A jury found all four defendants jointly and severally liable for fraud damages, and awarded negligence and punitive damages against each defendant individually. Upon the defendants' motion, the trial judge remitted the negligence and punitive damages against each defendant except Haws. On appeal, the defendants allege a number of errors by the trial court and argue that the remitted award remains excessive. The plaintiffs cross-appeal, arguing that the jury's original awards should be restored.
STANDARD OF REVIEW
The claims we reach here are governed by different standards of review. A trial judge's discretion under Utah Rule of Civil Procedure 59 to propose a remittitur of compensatory damages is considerable. Crookston v. Fire Ins. Exch., 817 P.2d 789, 803-804 (Utah 1991) (Crookston I). Having been present for all phases of the trial, the trial judge is in the best position to ascertain if the jury has "exceeded its proper bounds," and we will reverse "only if there is no reasonable basis for the decision." Id. at 804, 805 (citations omitted).

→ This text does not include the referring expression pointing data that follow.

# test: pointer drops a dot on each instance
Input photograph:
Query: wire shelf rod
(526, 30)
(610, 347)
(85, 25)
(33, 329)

Awards of punitive damages are assessed with regard to the seven factors enumerated in Crookston I. Id. at 808. In light of the recent United States Supreme Court holding that federal due process requires de novo review of punitive damage awards appealed on constitutional grounds, Cooper Indus., Inc. v. Leatherman Tool Group, Inc., 532 U.S. 424, 432 (2001), we have adopted a de novo standard for reviewing both awards of punitive damages by juries and also adjustments of those awards by trial courts. Campbell v. State Farm Mut. Auto. Ins. Co., 2001 UT 89, 13, 432 Utah Adv. Rep. 44, cert. granted, 122 S. Ct. 2326 (U.S. June 3, 2002)(No. 01-1289).